En ce qui concerne la première des deux objections il faut remarquer que si nos sens perçoivent une lumière, c’est que son intensité dépasse une certaine valeur minima. Mais il peut exister des nébuleuses, — et c’est probablement la majorité d’entre elles —, que nous ne saurions apercevoir parce que le nombre des atomes de poussière chargées d’électricité qui y parviennent, est beaucoup trop insignifiant. Ce point de vue a trouvé sa confirmation dans la subite manifestation de l’étoile nouvelle de Persée, le 21–22 février 1901. Deux sortes de particules poussiéreuses furent chassées de cette étoile, dont l’une se déplaçait avec une vitesse sensiblement double de l’autre. Ces masses poussiéreuses formèrent deux enveloppes sphériques autour de l’étoile nouvelle. Elles correspondaient, sous tous les rapports, à deux catégories de queues que l’on peut observer parfois à une même comète (voy. fig. 35). Ce sont les queues des première et deuxième catégorie de Bredichine. Lorsque ces poussières rencontrèrent les masses nébuleuses qui se trouvaient sur leur passage, celles-ci devinrent lumineuses, et nous eûmes ainsi connaissance de grands amas nébuleux, de l’existence desquels nous n’avions auparavant pas le moindre soupçon.

Il en est sans nul doute de même dans d’autres régions du ciel, où jusqu’à présent, nous n’avons pu reconnaître aucune nébuleuse. Il nous parait que la cause doit en être cherchée dans le trop petit nombre des particules chargées d’électricité qui circulent dans ces régions. Une raison analogue explique sans doute aussi la variabilité de quelques nébuleuses qui, jusqu’à présent, a semblé particulièrement énigmatique.
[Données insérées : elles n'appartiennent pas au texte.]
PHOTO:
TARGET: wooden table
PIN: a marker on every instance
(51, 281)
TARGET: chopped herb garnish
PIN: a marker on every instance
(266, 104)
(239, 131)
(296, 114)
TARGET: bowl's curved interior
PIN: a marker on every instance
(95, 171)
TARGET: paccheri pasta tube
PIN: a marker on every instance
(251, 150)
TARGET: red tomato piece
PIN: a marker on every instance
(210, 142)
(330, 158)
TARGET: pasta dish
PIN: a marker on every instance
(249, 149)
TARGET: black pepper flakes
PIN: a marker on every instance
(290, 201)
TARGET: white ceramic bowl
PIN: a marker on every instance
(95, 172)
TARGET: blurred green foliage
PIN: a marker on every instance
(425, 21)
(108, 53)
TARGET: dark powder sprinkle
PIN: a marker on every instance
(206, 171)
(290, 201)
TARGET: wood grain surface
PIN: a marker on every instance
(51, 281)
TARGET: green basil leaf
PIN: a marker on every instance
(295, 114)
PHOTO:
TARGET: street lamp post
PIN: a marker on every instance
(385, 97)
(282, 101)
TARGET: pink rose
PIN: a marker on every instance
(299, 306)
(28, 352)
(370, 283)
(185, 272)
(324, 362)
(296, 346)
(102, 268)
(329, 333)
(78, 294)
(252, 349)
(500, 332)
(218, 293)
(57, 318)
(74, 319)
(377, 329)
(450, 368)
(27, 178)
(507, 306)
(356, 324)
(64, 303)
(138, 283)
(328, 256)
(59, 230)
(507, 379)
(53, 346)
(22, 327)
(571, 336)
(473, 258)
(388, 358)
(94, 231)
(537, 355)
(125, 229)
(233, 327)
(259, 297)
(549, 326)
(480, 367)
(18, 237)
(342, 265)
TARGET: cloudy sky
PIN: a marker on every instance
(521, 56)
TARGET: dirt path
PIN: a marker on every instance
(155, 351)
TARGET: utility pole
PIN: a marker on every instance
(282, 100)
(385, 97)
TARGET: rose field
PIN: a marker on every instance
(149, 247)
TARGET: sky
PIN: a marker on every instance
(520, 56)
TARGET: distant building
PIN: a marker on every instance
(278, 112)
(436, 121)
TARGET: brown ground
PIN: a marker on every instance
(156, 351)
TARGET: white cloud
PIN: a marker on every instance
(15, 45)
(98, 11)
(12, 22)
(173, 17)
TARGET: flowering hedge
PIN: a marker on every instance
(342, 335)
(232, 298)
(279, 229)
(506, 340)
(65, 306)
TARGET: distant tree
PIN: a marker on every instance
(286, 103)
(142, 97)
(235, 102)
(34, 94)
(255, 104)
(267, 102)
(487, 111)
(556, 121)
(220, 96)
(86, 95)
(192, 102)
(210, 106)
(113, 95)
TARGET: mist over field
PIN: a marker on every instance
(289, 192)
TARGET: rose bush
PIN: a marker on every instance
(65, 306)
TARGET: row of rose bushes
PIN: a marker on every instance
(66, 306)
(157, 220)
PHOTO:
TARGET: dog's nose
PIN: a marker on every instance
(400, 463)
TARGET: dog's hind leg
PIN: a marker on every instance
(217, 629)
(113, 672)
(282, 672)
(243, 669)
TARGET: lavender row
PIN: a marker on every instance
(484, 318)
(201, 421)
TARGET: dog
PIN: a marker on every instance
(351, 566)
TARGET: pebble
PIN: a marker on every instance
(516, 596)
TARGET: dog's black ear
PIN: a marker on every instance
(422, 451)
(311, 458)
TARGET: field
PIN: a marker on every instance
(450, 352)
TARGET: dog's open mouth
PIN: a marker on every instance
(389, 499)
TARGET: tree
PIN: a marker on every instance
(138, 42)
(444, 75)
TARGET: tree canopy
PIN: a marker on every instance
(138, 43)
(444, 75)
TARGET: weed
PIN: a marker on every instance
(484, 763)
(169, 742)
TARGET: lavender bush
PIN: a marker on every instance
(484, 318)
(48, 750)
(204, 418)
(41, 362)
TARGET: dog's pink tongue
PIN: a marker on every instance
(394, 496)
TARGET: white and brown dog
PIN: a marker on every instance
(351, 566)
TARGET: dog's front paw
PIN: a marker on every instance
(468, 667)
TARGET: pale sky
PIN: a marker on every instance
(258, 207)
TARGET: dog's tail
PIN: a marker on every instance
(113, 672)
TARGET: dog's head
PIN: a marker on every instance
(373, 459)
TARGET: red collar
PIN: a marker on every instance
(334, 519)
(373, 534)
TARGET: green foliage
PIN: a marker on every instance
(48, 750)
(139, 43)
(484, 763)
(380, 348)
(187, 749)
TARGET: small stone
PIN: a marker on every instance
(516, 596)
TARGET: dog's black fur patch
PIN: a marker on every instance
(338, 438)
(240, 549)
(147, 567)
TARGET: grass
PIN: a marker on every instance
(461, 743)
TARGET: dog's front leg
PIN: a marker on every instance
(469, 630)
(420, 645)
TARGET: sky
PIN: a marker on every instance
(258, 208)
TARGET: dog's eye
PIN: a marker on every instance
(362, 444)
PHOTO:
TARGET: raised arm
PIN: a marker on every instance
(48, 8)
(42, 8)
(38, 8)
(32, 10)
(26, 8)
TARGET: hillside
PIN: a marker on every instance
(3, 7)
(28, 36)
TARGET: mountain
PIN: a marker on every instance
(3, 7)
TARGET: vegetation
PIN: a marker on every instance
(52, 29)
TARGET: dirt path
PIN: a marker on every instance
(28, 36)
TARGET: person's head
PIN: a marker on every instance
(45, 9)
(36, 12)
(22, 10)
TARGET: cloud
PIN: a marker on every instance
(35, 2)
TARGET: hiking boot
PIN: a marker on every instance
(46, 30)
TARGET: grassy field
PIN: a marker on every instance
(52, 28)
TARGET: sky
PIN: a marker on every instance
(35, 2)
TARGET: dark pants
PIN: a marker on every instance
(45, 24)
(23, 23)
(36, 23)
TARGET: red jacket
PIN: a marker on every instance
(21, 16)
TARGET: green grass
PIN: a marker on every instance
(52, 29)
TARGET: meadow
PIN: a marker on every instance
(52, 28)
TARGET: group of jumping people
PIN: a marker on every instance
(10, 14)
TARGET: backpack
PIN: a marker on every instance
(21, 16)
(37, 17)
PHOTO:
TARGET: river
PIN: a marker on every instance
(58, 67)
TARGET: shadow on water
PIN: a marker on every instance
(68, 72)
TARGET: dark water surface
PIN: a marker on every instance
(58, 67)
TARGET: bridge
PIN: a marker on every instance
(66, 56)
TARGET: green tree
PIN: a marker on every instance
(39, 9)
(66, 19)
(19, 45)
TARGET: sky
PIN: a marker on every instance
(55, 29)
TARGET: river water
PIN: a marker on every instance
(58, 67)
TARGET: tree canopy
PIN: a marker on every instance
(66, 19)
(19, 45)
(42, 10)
  1. Le principal effet de la lune sur notre globe est de produire les marées. Autrement sa position n’a que très peu d’importance en ce qui concerne la pression atmosphérique, les phénomènes électriques de l’atmosphère ou ceux du magnétisme terrestre. L’influence des étoiles est absolument insensible.
  2. Un centimètre cube d’eau contient 470 billions de gouttelettes semblables, tandis que le nombre de ses molécules est de 90 millions. Il existe probablement des formes qui sont plus petites encore que ces gouttelettes. À comparer les recherches de E. Raehlmann, de N. Gaidukow, et d’autres sur les ultramicroorganismes.
  3. Tout récemment, Laby a étendu ses recherches à d’autres vapeurs que celle d’eau, par exemple à l’alcool et aux acides organiques. Il a trouvé que pour elles ce sont les ions positifs qui ont le plus grand effet condensateur. Pour ce qui va suivre, il peut être à peu près indifférent quels ions ont le plus grand effet condensateur des vapeurs dans l’atmosphère solaire. Toutefois les phénomènes des aurores et de l’électricité atmosphérique tendent à prouver que pour elles les ions les plus effectifs sont négatifs. C’est ce que nous avons supposé.
  4. Un gramme d’hydrogène contient environ 1024 atomes, correspondants à 1027 électrons.